At 518$$^\circ$$C, the rate of decomposition of a sample of gaseous acetaldehyde, initially at a pressure of 363 Torr was 1.00 Torr s$$^{-1}$$ when 5% had reacted and 0.50 Torr s$$^{-1}$$ when 33% had reacted. The order of the reaction is:

We have a single-reactant gas-phase decomposition.

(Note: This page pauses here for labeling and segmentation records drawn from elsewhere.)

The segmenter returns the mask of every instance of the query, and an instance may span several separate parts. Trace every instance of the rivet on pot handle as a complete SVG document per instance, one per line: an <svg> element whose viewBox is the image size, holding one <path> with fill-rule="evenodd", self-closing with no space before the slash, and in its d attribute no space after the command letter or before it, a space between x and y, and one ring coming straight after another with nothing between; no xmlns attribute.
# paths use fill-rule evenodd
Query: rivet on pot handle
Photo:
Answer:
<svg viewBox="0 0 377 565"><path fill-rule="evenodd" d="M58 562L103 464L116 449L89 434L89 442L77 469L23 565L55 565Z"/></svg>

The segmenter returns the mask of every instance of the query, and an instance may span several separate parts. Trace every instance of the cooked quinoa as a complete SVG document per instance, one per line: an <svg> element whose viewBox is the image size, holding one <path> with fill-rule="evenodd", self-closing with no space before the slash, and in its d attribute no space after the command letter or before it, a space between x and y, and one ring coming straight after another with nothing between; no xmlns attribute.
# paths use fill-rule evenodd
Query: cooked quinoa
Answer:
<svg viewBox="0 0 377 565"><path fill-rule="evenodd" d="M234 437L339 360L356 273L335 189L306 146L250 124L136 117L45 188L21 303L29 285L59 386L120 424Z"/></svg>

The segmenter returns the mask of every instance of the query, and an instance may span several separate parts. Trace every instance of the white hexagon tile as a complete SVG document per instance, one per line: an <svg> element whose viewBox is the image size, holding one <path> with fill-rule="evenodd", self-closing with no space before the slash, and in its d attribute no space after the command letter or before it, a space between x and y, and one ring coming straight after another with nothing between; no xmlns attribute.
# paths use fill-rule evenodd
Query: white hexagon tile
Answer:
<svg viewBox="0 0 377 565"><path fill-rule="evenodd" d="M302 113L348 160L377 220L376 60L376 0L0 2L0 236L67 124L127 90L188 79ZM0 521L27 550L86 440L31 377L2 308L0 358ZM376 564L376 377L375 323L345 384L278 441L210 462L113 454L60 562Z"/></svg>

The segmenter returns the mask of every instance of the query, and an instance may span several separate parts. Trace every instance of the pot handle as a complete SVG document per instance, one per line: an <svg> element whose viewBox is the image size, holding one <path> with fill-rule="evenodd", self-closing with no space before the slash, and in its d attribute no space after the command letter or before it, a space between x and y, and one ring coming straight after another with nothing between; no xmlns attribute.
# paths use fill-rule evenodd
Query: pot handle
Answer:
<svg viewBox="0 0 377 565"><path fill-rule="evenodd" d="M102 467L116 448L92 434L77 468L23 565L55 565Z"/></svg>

For such a reaction the differential rate law can be written in terms of pressure as

$$-\frac{dP}{dt}=k\,P^{\,n},$$

where $$P$$ is the instantaneous pressure, $$k$$ is the rate constant and $$n$$ is the order that we have to find.

The initial pressure is given as

$$P_0=363\ \text{Torr}.$$

The problem supplies the rate at two different extents of reaction, so we first convert the percentages reacted into the corresponding instantaneous pressures.

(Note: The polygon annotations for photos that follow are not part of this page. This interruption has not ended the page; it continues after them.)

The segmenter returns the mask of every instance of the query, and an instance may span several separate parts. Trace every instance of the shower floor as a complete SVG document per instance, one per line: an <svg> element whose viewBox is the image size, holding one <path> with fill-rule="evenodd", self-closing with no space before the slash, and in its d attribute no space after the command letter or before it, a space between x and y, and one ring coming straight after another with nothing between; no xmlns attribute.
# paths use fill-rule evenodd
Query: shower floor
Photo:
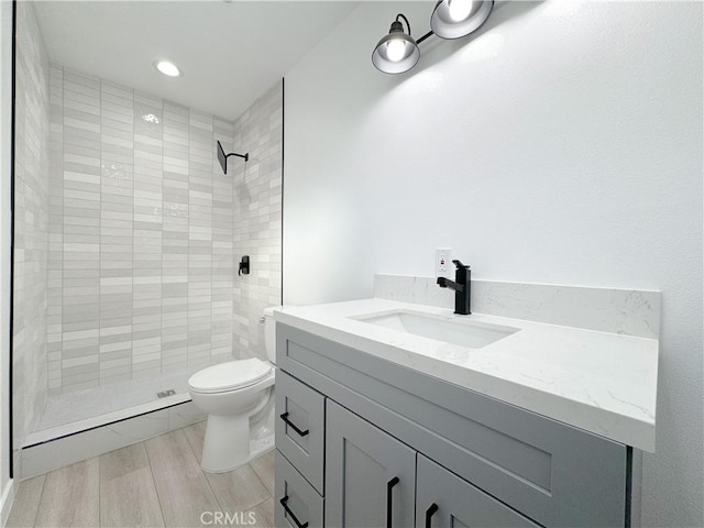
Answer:
<svg viewBox="0 0 704 528"><path fill-rule="evenodd" d="M25 446L190 402L188 378L204 366L208 364L50 396L35 431L28 436ZM157 393L169 389L175 394L157 397Z"/></svg>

When 5 % has reacted, the fraction of acetaldehyde that is still present is $$1-0.05=0.95$$. Hence

$$P_1=0.95\,P_0=0.95\times 363=344.85\ \text{Torr}.$$

At this stage the rate is

$$r_1=\Bigl(-\frac{dP}{dt}\Bigr)_1=1.00\ \text{Torr s}^{-1}.$$

When 33 % has reacted, the unreacted fraction is $$1-0.33=0.67$$. Therefore

$$P_2=0.67\,P_0=0.67\times 363=243.21\ \text{Torr},$$

and the rate is

$$r_2=\Bigl(-\frac{dP}{dt}\Bigr)_2=0.50\ \text{Torr s}^{-1}.$$

Because the rate law is $$r=k\,P^{\,n}$$ at any moment, we can write for the two sets of conditions

$$r_1=k\,P_1^{\,n},\qquad r_2=k\,P_2^{\,n}.$$

Dividing the first equation by the second eliminates the unknown rate constant $$k$$:

$$\frac{r_1}{r_2}=\left(\frac{P_1}{P_2}\right)^{\!n}.$$

Substituting the numerical values,

$$\frac{1.00}{0.50}=2.00=\left(\frac{344.85}{243.21}\right)^{\!n}.$$

The pressure ratio is

$$\frac{344.85}{243.21}=1.418\ (\text{approximately}).$$

So we have

$$2.00=(1.418)^{\,n}.$$

To isolate $$n$$, we take natural logarithms of both sides (any logarithm base would work):

$$\ln 2.00 = n\,\ln 1.418.$$

Using the numerical logarithms $$\ln 2.00 = 0.6931$$ and $$\ln 1.418 \approx 0.3500$$, we obtain

$$n=\frac{0.6931}{0.3500}\approx 1.98.$$

The exponent is essentially 2, which means the reaction is second order with respect to acetaldehyde.

Hence, the correct answer is Option B.